Institutions may buy back the warrants if they can come to an agreeable price with the holders of those warrants. Goldman Sachs Bank USA was able to buy back their own warrants for $1.1 billion from the Treasury. In December, another auction was held in order to sell warrants from JPMorgan Chase & Co. in order to raise $936.1 million when it couldn’t agree upon a price with the Treasury.

The Treasury auctioned the Bank of America® warrants in two groups. It sold 150.38 million Group A warrants for the price of $8.35 for each warrant. Group A warrants allowed holders to buy a share of Bank of America® stock at $13.30 until expiration on January 2019. Also, the Treasury sold 121.79 million Group B warrants for the price of $2.55 for each warrant. Group B warrants gave holders the right to buy a share of Bank of America® stock at $30.79 until expiration on October 2018.
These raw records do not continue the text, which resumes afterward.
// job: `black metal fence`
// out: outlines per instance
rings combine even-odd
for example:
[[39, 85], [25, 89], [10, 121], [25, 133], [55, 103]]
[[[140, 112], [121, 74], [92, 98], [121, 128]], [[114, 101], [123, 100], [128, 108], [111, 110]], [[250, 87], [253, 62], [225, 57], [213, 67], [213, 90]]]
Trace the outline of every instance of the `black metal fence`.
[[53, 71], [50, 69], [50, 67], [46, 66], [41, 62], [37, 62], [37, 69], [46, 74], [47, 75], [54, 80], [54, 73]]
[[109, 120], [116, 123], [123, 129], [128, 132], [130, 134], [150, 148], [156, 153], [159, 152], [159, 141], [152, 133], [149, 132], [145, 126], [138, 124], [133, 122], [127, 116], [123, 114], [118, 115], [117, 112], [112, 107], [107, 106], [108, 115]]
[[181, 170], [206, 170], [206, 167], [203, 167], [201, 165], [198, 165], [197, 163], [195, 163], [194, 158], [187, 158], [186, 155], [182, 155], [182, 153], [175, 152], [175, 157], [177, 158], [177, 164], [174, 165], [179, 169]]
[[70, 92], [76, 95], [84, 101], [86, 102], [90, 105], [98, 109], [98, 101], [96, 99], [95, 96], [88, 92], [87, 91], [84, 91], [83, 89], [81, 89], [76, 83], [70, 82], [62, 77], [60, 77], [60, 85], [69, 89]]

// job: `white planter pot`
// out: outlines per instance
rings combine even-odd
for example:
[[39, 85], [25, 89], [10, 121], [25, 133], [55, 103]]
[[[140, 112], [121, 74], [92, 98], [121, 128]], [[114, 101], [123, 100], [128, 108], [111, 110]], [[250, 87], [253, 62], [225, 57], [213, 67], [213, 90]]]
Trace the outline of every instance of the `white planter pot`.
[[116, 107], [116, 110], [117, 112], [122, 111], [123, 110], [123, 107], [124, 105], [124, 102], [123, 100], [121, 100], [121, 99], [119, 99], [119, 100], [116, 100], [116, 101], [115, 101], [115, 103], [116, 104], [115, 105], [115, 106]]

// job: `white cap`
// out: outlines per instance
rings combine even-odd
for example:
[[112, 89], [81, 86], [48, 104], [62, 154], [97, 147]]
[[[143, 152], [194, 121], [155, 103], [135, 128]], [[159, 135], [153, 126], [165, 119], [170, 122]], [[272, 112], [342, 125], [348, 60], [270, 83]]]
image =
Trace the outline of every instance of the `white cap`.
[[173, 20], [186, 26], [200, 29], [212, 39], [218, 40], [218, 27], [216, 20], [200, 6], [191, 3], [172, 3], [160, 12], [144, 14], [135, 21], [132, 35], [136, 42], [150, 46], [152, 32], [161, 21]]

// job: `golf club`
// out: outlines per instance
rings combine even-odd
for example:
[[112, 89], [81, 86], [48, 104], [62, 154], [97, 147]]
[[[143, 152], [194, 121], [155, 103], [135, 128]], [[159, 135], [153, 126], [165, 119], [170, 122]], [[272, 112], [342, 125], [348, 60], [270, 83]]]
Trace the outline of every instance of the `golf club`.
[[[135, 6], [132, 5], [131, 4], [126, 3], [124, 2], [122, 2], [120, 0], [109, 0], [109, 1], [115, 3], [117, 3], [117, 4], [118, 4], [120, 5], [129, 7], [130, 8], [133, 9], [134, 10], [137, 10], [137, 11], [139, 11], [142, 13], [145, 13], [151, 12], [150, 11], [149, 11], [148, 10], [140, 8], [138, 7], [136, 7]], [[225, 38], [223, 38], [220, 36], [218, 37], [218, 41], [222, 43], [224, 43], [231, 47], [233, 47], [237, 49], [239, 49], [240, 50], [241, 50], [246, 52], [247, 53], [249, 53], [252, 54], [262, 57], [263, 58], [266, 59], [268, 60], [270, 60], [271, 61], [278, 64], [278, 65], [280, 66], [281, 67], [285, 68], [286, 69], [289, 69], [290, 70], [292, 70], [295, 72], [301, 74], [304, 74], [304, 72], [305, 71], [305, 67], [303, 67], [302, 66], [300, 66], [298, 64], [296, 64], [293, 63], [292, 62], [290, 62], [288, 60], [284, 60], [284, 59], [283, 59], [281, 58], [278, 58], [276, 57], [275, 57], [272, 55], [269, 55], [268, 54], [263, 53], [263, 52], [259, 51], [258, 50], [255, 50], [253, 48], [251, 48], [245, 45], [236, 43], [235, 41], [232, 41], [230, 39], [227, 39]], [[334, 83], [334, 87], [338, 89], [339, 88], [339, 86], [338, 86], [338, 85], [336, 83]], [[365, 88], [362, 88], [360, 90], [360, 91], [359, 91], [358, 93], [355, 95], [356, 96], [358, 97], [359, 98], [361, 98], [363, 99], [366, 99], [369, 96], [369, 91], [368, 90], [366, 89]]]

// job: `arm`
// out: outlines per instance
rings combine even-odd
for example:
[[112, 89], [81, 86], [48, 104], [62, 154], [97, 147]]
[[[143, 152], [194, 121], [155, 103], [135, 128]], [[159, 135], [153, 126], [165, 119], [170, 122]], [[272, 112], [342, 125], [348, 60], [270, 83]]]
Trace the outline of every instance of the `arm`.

The Rush to Withdraw From TARP Program

Institutions may buy back the warrants if they can come to an agreeable price with the holders of those warrants. Last year, the Treasury made roughly $4 billion in sales of warrants from institutions that participated in the TARP program. Goldman Sachs Bank USA was able to buy back their own warrants for $1.1 billion from the Treasury. In December, another auction was held in order to sell warrants from JPMorgan Chase & Co. in order to raise $936.1 million when it couldn’t agree upon a price with the Treasury. Thirty-one other institutions repurchased their own warrants, which accounted for $2.9 billion raised by the Treasury.

Like many other financial institutions, Bank of America® has been aggressive in completing its exit from the TARP program due to restrictions that came with the bailout money. In addition to the $45 billion repaid to the government, the sale of the warrants ends ties between Bank of America® and the government ever since receiving support during the financial crisis.